Buttermilk is a low-fat product that is traditionally made with the white liquid that remains after churning the cream to extract the butter. It is presented as a thick and creamy liquid, with a sour and slightly acidic taste. It is appreciated in many gastronomic cultures, raw or cooked, as a drink or in many recipes. But what’s so healthy about it? Here are the most interesting results from scientific research.
- Good for cholesterol and blood pressure
Increased cholesterol levels, especially triglycerides, and/or excessive blood pressure increase the risk of cardiovascular disease. For the prevention or treatment of too high cholesterol and blood pressure, it is recommended, among other things, not to absorb too much saturated fats in the daily diet. Both the traditionally buttered farmer’s butter milk and the modern buttermilk are healthy, low-fat dairy products and therefore fit into a healthy diet.
- Lowers cholesterol
Traditionally produced farmer’s butter milk is even said to offer additional health benefits. During buttering, relatively many damaged, empty fat cell walls end up in buttermilk – not to be confused with the fat particles that make up the butter. These fat cell walls, which are rich in phospholipids, proteins and enzymes, are attributed additional health benefits. Scientific studies suggest that drinking 45 grams of buttermilk daily improves blood lipid levels and blood pressure. This effect should be higher in people with elevated cholesterol levels than in healthy people.
However, drinking modern buttermilk from skimmed milk does not improve cholesterol and blood pressure levels. This is probably due to the changed production method, which means that the fat cell walls are missing from buttermilk. However, caution is needed, because more scientific research is needed to draw conclusions.
- Lower risk of colorectal cancer
400 milliliters of dairy products per day reduce the risk of colorectal cancer by about 15 percent.
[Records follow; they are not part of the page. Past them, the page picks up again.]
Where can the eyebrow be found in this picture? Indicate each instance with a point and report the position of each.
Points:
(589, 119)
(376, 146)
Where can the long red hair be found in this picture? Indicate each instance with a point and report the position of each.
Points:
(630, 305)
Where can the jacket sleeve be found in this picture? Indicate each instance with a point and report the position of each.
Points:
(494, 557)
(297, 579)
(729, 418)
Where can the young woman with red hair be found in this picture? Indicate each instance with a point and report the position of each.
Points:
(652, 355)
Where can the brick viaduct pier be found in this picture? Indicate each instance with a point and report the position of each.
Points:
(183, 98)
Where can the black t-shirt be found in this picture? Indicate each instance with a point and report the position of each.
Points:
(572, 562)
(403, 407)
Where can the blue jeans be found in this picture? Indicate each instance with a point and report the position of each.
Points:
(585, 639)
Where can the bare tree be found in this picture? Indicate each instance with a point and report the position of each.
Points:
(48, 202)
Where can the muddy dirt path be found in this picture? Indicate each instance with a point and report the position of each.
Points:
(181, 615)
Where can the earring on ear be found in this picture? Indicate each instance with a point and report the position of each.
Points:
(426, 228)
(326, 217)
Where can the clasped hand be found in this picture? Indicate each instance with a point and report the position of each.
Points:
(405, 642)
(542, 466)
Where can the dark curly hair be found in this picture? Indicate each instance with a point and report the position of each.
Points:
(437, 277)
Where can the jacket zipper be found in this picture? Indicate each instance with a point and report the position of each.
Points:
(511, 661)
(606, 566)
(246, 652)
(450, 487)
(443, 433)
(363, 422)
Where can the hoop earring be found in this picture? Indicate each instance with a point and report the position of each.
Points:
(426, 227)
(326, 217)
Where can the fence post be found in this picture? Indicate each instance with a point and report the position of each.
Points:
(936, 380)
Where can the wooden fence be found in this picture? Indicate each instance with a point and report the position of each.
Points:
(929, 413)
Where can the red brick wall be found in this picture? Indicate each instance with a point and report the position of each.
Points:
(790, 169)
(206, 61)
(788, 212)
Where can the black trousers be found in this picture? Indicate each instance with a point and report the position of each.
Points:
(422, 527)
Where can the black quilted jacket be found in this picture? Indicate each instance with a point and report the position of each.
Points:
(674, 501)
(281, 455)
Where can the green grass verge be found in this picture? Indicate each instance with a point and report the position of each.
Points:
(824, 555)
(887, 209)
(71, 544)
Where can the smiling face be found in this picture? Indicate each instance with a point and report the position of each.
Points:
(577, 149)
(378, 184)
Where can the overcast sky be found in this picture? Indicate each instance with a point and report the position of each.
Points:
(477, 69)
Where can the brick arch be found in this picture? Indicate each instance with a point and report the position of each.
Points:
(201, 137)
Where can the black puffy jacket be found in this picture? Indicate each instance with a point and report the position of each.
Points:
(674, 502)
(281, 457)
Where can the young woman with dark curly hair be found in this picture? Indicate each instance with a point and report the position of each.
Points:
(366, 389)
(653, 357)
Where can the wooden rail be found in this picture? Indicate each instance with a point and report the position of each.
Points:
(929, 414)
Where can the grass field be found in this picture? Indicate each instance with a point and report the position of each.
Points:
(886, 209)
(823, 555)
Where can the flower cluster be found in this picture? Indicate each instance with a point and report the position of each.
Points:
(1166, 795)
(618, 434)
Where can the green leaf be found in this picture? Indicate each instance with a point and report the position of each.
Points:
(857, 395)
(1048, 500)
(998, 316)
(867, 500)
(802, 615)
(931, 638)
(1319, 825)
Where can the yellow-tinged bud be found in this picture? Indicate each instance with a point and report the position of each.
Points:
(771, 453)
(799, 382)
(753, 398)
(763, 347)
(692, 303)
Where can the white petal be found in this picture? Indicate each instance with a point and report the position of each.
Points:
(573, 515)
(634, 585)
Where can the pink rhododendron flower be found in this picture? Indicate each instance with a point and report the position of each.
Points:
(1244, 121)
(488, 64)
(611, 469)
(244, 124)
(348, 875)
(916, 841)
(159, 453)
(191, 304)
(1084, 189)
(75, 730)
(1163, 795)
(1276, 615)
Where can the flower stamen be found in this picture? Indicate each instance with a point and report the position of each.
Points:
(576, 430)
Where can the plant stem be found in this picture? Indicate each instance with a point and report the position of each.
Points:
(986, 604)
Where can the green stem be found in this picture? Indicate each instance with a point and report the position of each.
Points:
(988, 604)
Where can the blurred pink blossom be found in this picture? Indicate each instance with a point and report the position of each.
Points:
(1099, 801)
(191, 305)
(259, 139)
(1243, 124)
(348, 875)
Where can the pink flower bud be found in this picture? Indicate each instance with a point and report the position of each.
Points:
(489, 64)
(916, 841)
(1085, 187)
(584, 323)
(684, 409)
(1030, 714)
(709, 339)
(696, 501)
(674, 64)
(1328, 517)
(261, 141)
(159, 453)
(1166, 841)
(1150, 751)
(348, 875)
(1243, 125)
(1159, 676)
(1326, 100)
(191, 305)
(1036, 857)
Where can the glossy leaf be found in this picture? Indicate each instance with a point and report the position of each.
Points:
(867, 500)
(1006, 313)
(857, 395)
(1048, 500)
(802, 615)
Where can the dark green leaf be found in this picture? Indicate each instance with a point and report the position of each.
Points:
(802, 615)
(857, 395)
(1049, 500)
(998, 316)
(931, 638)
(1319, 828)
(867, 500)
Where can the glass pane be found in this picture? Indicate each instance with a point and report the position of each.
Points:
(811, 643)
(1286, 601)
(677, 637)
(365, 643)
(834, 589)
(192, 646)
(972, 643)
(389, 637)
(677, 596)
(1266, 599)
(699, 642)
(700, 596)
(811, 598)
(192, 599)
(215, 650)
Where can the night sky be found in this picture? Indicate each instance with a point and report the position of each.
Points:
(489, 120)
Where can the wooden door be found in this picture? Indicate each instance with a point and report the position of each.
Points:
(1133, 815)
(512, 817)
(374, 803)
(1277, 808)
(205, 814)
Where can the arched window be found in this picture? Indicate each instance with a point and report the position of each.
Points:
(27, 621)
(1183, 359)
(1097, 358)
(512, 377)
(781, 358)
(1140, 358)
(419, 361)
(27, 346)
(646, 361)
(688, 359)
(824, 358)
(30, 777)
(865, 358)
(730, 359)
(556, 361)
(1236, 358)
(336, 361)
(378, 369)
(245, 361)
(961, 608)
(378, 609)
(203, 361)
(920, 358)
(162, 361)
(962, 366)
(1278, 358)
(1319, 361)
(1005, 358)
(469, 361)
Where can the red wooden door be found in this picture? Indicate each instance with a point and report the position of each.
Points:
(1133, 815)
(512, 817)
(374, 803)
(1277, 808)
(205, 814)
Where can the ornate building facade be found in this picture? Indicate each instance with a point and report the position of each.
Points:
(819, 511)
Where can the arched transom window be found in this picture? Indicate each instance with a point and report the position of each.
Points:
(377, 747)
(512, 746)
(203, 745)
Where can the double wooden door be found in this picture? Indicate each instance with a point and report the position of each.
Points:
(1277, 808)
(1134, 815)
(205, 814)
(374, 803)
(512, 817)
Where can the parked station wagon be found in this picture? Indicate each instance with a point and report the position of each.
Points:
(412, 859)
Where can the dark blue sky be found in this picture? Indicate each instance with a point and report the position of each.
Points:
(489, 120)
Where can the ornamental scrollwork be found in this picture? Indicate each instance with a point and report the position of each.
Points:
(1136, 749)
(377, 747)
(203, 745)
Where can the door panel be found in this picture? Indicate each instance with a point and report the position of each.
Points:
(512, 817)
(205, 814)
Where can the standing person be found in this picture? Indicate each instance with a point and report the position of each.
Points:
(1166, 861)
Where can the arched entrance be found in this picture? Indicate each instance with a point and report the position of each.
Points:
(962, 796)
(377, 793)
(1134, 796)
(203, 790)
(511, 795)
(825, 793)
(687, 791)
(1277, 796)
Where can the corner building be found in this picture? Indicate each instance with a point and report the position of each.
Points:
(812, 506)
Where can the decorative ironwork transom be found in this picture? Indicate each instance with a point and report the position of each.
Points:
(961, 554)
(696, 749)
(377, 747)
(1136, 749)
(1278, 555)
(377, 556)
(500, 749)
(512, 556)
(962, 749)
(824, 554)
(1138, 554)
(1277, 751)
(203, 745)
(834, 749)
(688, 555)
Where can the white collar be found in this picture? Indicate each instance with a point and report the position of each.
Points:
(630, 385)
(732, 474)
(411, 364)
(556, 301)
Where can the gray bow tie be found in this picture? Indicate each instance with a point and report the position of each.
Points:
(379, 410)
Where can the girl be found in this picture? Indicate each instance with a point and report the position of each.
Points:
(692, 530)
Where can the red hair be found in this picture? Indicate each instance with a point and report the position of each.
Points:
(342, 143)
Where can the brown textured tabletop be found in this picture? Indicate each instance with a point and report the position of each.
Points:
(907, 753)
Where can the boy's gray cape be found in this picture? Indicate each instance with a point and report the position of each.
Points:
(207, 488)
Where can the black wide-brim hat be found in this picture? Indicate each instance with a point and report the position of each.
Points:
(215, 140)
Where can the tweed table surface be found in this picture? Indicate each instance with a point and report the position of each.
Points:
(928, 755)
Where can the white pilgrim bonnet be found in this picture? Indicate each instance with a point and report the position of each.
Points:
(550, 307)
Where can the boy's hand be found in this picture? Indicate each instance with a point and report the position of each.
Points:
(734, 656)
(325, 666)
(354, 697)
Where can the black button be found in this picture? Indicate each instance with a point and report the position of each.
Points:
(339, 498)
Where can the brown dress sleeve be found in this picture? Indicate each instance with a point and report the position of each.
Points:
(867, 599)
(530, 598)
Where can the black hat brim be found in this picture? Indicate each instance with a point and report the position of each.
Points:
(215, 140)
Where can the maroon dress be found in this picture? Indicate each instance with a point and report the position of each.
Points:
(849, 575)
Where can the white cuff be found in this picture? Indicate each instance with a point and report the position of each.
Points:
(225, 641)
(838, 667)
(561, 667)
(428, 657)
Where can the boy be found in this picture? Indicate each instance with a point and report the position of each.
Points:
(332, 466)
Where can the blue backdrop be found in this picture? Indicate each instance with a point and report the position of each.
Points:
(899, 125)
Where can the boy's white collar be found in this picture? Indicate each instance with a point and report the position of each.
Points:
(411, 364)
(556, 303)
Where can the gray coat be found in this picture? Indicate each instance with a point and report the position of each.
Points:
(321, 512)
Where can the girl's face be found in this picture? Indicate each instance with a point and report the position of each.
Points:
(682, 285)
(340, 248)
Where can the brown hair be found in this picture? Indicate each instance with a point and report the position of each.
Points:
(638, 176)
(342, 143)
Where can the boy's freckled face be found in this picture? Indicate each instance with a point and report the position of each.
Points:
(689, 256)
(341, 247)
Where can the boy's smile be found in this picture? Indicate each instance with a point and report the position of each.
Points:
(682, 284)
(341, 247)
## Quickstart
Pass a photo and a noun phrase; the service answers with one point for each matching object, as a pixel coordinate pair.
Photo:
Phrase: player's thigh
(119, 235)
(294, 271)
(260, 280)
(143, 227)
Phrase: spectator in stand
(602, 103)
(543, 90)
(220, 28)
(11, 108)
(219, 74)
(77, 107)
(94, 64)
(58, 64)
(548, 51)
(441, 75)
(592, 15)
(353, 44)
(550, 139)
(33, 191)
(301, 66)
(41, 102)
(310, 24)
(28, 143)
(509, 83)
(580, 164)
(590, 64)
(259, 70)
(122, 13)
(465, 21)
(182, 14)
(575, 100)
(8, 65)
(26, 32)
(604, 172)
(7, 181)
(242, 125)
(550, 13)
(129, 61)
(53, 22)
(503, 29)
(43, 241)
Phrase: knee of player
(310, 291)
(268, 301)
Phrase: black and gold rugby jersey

It is also claimed that buttermilk reduces the risk of breast cancer. The evidence for this, however, is razor-thin. Nevertheless, buttermilk can indirectly reduce the risk of breast cancer because it provides healthy nutrients and contributes to a healthy weight. Such factors also play a role in the development of cancer.
- Healthy for the gut
Fermented dairy products such as buttermilk contain lactic acid bacteria and other probiotic bacteria such as lactobacilli and bifidobacteria. Such probiotic bacterial strains have a positive effect on the intestinal flora. The gut bacteria are essential for the digestion of our food, can reduce inflammation and possibly protect against intestinal diseases. As early as 1908, the Russian Nobel laureate Eli Metchnikoff recognized that fermented dairy products and probiotics are of great importance for our gut health. However, this was only taken seriously later.
- Suitable for people with lactose intolerance
Some people do not tolerate lactose or lactose from dairy products well. This is also known as lactose intolerance. Lactose is present in all known dairy products. Sour, fermented dairy products such as yoghurt and buttermilk are generally better tolerated than normal, sweet milk. Sour milk products have a lower lactose content because some of the lactose has already been digested by the lactic acid bacteria.
- Easier to digest
In addition, sour milk products have a high viscosity and a low PH value, which makes the stomach drain more slowly than with normal sweet milk. The body then has more time to digest lactose from buttermilk. For some, buttermilk still causes discomfort. Then it is better to do without buttermilk and take an alternative product.
- May help with cystitis
The intestinal bacteria Escheria coli , also known as E. coli – is one of the risk factors for cystitis. Fermented dairy products such as buttermilk, contain lactic acid bacteria and other probiotic bacterial strains. Both have a positive influence on the intestinal flora and strengthen the immune system. In addition, probiotics safely reduce the risk of cystitis by making the E. coli bacteria less likely to settle on the mucous membrane of the urethra and bladder. The extent to which buttermilk can actually be regarded as a tool for preventing or treating urinary tract infections is still unclear and requires more scientific research.
- Cleanses and soothes the skin
Dairy products have been associated in many ways with skin health. In some people, the consumption of dairy products exacerbates acne. On the other hand, dairy products contain healthy nutrients that can positively affect the skin. For example, lactic acid has been used for years in fermented dairy products against sunburn and excessive pigmentation. Fermented dairy products also have a beneficial effect on the intestinal flora, which can relieve inflammation of the skin.
A scientific study conducted in Japan in 2015 shows that essential phospolipids – also contained in buttermilk – can improve skin elasticity and moisture and reduce wrinkles. For this study, however, such high dosages were used that cannot be achieved by drinking buttermilk. Furthermore, it is not yet known whether it is better to consume fermented dairy products or apply them directly to the skin with a cotton pad. This needs to be further researched.
Buttermilk can reduce the risk of cardiovascular disease and cancer. In addition, there is evidence that buttermilk has positive effects on the intestinal flora and immune system. So as long as you don’t have (severe) lactose intolerance: buttermilk is good for everyone.